“It is lovely,” said she. “It seems noble. I can not find what I know must be there. Oh, why does God give such a face as this to a fool?”
“Not a word against her,” said Henry. “She is as wise, and as noble, and as good, as she is beautiful. She has but one fault; she loves another man. Put her sweet face away; hide it from me till I am an old man, and can bring it out to show young folks why I lived and die a bachelor. Good-by, dear mother, I must saddle Black Harry, and away to my night’s work.”
The days were very short now, and Henry spent two-thirds of his time in Cairnhope Church. The joyous stimulus of his labor was gone but the habit remained, and carried him on in a sort of leaden way. Sometimes he wondered at himself for the hardships he underwent merely to make money, since money had no longer the same charm for him; but a good workman is a patient, enduring creature, and self-indulgence, our habit, is after all, his exception. Henry worked heavily on, with his sore, sad heart, as many a workman had done before him. Unfortunately his sleep began to be broken a good deal. I am not quite clear whether it was the after-clap of the explosion, or the prolonged agitation of his young heart, but at this time, instead of the profound sleep that generally rewards the sons of toil, he had fitful slumbers, and used to dream strange dreams, in that old church, so full of gaunt sights and strange sounds. And, generally speaking, however these dreams began, the figure of Grace Carden would steal in ere he awoke. His senses, being only half asleep, colored his dreams; he heard her light footstep in the pattering rain, and her sweet voice in the musical moan of the desolate building; desolate as his heart when he awoke, and behold it was a dream.
The day after Christmas-day began brightly, but was dark and lowering toward afternoon. Mrs. Little advised Henry to stay at home. But he shook his head. “How could I get through the night? Work is my salvation. But for my forge, I should perhaps end like—” he was going to say “my poor father.” But he had the sense to stop.
Unable to keep him at home, the tender mother got his saddlebags, and filled his flask with brandy, and packed up a huge piece of Yorkshire pie, and even stuffed in a plaid shawl. And she strained her anxious eyes after him as he rode off.

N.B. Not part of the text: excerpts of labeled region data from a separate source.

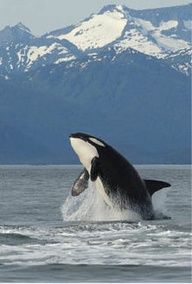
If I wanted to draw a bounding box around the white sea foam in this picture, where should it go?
[62,182,170,222]
[62,182,141,222]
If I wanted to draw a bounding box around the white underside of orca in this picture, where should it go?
[70,138,112,207]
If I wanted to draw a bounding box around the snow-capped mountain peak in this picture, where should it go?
[0,5,192,76]
[13,22,31,34]
[48,5,191,58]
[54,6,127,51]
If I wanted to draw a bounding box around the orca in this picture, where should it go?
[69,133,171,220]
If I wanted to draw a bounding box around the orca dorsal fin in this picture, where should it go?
[144,179,171,196]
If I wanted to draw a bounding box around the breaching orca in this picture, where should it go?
[70,133,171,220]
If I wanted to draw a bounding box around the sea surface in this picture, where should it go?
[0,165,191,282]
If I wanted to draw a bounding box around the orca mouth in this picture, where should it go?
[69,133,88,141]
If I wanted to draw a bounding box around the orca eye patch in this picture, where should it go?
[89,137,105,147]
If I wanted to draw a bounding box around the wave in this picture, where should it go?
[61,182,169,222]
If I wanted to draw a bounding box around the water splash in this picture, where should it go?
[62,182,141,222]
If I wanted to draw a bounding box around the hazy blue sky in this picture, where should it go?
[0,0,192,35]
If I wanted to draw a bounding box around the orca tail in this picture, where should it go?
[144,179,171,196]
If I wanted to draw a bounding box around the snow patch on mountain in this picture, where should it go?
[58,7,127,50]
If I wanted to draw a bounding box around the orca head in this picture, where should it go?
[69,133,106,171]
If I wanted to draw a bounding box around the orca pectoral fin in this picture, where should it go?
[90,157,99,181]
[144,179,171,196]
[71,169,89,196]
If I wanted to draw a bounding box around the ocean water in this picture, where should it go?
[0,165,191,282]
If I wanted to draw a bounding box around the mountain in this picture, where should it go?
[47,4,192,57]
[0,5,191,163]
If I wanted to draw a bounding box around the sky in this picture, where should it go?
[0,0,192,36]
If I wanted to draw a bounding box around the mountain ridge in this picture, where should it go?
[0,3,191,164]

When he got among the hills, he found it was snowing there very hard; and then, somehow, notwithstanding all the speed he made, it was nearly dark when he got on the moor, and the tracks he used to go by, over the dangerous ground, were effaced.
He went a snail’s pace, and at last dismounted, and groped his way. He got more than one fall in the snow, and thought himself very fortunate, when, at last, something black towered before him, and it was the old church.
The scene was truly dismal: the church was already overburdened with snow, and still the huge flakes fell fast and silently, and the little mountain stream, now swollen to a broad and foaming torrent, went roaring by, behind the churchyard wall.